Todd's Paralysis
The most likely diagnosis is Todd's paralysis (Option D), a transient postictal neurological deficit that occurs after seizures and resolves spontaneously without intervention. 1, 2
Clinical Reasoning
This patient presents with the classic triad for Todd's paralysis:
- Recent witnessed grand mal (generalized tonic-clonic) seizure - Todd's paralysis is most commonly observed after partial seizures or generalized tonic-clonic seizures 2
- Transient focal neurological deficit (right lower extremity paralysis) appearing immediately after the seizure 1, 2
- Normal neuroimaging - excludes acute stroke and structural lesions requiring immediate intervention 1, 3
The patient's continued confusion is consistent with the postictal state, and the mild horizontal nystagmus may represent either a postictal phenomenon or a medication effect (given the history of seizure medication). 4
Key Distinguishing Features from Acute Stroke
Todd's paralysis can be confidently distinguished from acute stroke (Option C) in this case by:
- Temporal relationship - weakness appearing immediately after a witnessed seizure rather than as an isolated event 2, 3
- Normal neuroimaging - CT/MRI shows no acute ischemic changes, though Todd's paralysis can occasionally show transient diffusion restriction that resolves 3
- Clinical context - known seizure disorder on medication makes postictal phenomenon far more likely than coincidental stroke 1
The positive likelihood ratio for Todd's paralysis is 11.2 in patients with remote seizure etiologies or structural brain lesions. 1
Duration and Natural History
The paralysis typically resolves spontaneously:
- Duration ranges from minutes to days, depending on seizure type and whether cortical structural damage exists 2
- Most cases resolve within hours 1, 2
- No specific treatment is required beyond observation and management of the underlying seizure disorder 2, 3
Why Other Options Are Incorrect
Hemiplegia epilepsy syndrome (Option A) is not a recognized diagnostic entity in standard epilepsy classification and does not describe a postictal phenomenon. 4, 5
Psychogenic post-ictal state (Option B) is inappropriate because:
- The seizure was witnessed and therefore confirmed as organic 4
- Objective neurological findings (paralysis, nystagmus) are present on examination 4
- Normal glucose and neuroimaging support an organic postictal process rather than functional/psychogenic etiology 4
Clinical Pitfall to Avoid
The most critical error would be misdiagnosing this as acute stroke and administering thrombolytic therapy. 1, 3 Todd's paralysis is a well-recognized stroke mimic in emergency practice.

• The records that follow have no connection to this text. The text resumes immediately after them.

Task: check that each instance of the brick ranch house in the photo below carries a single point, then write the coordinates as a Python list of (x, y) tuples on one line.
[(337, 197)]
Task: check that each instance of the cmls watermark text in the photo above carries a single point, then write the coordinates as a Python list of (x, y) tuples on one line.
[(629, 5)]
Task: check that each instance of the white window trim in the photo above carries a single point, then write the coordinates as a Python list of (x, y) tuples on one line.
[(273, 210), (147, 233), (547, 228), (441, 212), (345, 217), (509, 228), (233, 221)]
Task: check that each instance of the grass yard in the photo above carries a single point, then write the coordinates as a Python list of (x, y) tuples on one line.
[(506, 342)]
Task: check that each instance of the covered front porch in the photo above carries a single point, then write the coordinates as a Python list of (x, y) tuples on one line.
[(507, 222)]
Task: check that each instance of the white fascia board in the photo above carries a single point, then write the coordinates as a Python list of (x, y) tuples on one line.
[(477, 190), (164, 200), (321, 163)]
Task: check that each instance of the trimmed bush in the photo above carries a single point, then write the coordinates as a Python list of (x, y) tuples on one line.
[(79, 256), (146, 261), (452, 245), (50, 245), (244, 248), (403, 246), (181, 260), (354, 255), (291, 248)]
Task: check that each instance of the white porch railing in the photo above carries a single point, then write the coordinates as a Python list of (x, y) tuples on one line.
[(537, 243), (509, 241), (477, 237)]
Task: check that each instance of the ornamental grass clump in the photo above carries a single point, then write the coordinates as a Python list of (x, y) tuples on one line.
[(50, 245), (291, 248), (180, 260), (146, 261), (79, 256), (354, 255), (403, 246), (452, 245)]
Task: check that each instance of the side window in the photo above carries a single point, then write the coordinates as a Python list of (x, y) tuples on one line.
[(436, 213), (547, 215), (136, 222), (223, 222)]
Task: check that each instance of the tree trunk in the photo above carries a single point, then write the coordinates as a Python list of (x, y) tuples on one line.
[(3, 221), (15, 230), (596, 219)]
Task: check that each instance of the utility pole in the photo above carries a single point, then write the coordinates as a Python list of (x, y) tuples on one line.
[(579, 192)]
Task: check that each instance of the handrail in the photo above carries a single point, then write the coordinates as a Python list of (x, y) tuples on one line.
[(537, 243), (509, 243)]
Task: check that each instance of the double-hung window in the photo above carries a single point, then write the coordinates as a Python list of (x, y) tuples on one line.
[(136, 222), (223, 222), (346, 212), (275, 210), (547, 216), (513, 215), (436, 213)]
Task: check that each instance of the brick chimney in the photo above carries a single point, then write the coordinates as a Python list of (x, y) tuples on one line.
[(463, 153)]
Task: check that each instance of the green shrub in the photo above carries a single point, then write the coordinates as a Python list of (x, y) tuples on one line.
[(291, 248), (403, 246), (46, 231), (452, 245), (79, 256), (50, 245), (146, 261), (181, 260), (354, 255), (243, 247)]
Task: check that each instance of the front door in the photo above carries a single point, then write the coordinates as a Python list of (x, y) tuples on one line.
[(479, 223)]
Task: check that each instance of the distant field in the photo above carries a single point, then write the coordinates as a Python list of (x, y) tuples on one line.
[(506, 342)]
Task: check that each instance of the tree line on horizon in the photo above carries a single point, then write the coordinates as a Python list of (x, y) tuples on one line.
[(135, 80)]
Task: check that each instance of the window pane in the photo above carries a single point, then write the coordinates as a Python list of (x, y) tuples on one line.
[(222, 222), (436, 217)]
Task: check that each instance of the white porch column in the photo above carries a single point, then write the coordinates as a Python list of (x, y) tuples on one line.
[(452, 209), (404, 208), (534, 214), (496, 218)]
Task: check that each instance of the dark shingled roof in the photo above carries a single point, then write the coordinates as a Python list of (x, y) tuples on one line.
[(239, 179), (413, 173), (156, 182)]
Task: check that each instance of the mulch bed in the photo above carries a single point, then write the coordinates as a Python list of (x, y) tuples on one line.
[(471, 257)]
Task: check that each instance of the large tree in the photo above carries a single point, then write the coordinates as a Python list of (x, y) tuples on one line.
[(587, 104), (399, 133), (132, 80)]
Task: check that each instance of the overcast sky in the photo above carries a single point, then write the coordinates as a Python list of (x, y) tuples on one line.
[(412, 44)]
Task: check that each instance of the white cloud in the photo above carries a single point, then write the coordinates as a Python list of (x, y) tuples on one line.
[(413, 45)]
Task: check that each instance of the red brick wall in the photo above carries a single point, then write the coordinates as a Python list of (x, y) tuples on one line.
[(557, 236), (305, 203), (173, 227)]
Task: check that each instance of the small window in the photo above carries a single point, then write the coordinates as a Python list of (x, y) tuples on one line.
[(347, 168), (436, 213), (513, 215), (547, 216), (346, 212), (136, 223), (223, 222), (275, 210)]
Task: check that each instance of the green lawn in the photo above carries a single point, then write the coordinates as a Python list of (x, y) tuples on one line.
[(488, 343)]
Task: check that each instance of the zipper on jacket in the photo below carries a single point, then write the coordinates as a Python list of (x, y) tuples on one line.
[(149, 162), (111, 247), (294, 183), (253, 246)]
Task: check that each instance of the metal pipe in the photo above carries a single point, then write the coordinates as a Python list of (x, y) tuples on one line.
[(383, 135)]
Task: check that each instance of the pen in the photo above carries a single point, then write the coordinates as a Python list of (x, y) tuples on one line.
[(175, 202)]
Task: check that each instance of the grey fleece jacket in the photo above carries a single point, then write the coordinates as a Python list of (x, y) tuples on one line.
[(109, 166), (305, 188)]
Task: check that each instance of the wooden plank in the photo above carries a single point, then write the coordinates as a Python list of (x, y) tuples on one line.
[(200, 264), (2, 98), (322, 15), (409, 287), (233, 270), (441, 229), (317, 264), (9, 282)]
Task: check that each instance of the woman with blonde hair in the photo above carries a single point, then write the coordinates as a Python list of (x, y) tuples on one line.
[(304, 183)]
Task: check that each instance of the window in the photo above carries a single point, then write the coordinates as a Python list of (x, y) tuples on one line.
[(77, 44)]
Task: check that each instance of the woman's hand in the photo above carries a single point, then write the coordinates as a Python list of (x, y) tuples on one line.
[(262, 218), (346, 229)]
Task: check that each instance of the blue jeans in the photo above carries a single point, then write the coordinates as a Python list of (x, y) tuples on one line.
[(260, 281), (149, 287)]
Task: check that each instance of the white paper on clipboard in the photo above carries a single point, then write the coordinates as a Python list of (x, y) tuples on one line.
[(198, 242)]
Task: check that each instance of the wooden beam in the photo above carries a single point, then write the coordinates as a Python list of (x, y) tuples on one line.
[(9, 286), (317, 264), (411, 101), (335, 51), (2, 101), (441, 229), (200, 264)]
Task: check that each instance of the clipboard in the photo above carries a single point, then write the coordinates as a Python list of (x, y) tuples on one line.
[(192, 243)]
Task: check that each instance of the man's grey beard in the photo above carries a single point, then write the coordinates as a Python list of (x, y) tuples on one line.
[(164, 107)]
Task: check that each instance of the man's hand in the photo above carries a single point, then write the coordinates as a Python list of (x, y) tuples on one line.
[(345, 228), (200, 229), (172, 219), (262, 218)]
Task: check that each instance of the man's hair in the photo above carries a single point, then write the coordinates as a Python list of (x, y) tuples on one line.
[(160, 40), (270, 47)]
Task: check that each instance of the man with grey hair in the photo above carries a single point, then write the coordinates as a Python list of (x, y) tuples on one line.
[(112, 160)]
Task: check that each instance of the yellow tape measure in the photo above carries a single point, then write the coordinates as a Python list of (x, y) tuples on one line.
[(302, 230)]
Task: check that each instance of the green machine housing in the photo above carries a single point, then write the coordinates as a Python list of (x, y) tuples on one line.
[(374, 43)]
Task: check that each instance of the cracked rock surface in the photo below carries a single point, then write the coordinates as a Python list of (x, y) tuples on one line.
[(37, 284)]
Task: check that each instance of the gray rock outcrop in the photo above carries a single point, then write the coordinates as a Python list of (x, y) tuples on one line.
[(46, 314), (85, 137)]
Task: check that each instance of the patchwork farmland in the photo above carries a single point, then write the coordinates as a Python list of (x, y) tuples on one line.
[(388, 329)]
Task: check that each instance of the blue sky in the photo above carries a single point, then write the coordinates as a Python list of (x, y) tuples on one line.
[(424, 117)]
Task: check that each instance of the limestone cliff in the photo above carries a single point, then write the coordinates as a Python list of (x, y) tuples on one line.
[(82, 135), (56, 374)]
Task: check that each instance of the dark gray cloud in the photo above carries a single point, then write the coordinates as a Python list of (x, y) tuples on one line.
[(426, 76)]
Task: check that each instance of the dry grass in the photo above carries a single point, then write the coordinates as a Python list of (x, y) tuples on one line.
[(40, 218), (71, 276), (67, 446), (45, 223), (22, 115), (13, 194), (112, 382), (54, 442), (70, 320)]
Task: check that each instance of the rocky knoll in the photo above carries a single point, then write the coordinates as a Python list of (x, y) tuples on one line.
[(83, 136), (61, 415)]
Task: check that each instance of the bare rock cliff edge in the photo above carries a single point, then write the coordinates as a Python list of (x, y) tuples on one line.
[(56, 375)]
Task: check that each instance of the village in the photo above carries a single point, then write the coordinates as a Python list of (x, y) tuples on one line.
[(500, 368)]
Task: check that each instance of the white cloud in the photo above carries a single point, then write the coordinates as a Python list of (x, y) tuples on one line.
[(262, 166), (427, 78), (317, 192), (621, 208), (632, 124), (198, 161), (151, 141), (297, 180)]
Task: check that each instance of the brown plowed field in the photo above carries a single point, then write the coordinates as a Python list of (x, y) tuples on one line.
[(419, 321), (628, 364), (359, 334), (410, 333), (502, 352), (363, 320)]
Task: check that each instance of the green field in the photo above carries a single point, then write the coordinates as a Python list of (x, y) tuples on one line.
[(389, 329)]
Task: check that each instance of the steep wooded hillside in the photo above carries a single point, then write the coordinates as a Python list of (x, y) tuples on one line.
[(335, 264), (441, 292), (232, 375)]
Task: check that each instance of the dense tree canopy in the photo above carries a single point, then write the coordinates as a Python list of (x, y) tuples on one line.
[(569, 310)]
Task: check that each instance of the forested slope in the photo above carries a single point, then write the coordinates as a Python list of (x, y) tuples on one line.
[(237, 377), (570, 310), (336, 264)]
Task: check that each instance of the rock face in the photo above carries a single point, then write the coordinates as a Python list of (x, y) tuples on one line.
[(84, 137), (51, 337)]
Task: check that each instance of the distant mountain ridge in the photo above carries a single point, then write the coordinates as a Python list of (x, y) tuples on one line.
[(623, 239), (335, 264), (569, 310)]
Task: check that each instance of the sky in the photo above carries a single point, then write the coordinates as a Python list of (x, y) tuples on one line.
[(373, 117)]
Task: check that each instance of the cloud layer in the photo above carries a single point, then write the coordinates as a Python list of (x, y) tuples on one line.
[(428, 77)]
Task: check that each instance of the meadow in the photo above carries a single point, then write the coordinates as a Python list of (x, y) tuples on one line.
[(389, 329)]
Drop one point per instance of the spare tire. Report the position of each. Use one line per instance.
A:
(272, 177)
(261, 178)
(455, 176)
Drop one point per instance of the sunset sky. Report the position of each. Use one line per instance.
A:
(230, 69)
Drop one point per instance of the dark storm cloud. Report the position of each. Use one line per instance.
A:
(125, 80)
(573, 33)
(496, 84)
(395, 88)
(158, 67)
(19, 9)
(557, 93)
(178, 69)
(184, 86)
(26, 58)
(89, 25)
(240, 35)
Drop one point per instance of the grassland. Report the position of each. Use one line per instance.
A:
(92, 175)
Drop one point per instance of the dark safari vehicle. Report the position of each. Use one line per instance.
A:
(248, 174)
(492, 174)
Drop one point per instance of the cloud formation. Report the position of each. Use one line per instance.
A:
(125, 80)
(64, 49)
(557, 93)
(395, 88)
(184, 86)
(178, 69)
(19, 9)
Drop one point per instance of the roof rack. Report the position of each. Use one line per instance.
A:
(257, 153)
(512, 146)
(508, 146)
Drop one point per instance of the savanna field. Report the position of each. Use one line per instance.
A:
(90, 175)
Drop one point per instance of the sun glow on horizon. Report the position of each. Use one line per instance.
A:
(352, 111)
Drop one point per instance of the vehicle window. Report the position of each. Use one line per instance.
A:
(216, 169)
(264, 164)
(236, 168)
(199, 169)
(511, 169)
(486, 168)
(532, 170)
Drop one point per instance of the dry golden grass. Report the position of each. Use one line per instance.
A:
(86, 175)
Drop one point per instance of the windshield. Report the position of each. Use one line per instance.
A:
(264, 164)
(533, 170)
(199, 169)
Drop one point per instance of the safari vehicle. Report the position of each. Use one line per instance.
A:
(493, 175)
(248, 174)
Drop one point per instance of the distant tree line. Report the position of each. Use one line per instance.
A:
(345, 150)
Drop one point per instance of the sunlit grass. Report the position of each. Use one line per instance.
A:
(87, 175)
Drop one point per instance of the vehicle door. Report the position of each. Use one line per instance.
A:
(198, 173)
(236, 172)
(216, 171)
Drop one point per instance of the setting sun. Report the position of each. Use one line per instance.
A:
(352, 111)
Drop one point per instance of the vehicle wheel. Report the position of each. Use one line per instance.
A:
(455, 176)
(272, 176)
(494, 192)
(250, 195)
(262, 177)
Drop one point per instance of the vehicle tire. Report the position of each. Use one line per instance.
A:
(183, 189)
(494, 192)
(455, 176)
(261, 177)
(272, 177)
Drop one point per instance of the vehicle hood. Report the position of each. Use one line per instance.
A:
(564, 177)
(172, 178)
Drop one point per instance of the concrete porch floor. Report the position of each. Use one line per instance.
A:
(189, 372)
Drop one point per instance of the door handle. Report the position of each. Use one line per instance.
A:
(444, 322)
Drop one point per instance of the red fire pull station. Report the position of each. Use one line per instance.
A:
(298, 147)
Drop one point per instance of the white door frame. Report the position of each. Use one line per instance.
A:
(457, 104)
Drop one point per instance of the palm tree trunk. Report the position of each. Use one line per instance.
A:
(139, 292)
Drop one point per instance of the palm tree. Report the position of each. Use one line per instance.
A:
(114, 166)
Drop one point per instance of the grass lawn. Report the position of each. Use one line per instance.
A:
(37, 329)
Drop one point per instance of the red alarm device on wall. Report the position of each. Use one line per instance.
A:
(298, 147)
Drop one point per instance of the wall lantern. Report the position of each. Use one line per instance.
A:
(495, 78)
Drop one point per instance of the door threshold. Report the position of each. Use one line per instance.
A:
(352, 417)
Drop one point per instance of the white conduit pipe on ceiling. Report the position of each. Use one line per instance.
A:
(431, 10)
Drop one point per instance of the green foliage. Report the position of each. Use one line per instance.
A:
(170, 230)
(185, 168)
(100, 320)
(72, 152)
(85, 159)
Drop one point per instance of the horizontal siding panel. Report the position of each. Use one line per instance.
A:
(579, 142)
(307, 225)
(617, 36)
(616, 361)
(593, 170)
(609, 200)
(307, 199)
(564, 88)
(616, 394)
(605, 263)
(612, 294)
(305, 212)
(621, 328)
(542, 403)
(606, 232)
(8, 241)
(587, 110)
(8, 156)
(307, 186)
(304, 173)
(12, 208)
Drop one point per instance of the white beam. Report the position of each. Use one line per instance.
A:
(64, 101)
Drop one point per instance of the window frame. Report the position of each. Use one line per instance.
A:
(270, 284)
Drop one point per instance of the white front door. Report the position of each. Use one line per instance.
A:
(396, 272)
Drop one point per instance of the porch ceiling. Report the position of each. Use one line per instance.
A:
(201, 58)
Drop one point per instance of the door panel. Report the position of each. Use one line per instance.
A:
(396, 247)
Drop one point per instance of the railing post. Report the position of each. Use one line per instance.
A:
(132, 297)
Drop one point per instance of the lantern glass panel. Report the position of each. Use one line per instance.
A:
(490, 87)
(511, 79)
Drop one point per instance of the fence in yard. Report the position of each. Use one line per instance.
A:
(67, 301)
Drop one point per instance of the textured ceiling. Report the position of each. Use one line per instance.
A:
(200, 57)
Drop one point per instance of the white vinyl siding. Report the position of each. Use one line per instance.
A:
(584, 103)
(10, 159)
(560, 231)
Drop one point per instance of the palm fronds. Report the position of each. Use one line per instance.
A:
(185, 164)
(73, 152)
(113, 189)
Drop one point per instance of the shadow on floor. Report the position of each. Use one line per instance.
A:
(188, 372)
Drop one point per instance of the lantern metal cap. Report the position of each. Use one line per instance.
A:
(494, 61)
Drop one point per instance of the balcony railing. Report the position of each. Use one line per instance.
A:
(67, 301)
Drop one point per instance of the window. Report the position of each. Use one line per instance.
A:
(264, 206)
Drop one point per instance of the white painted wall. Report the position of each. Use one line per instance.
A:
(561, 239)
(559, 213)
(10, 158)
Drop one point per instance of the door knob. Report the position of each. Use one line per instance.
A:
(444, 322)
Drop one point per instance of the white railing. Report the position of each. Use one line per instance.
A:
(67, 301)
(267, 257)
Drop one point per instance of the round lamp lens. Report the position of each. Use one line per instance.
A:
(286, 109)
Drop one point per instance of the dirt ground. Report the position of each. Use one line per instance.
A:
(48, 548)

The key is recognizing the temporal relationship to the seizure and the normal neuroimaging. 1, 2, 3
In patients with old stroke history, Todd's paralysis occurs in approximately 19.7% of convulsive seizures, making old stroke an independent risk factor for developing postictal paralysis. 1 This creates diagnostic complexity when weakness occurs, but the witnessed seizure and normal acute imaging clarify the diagnosis.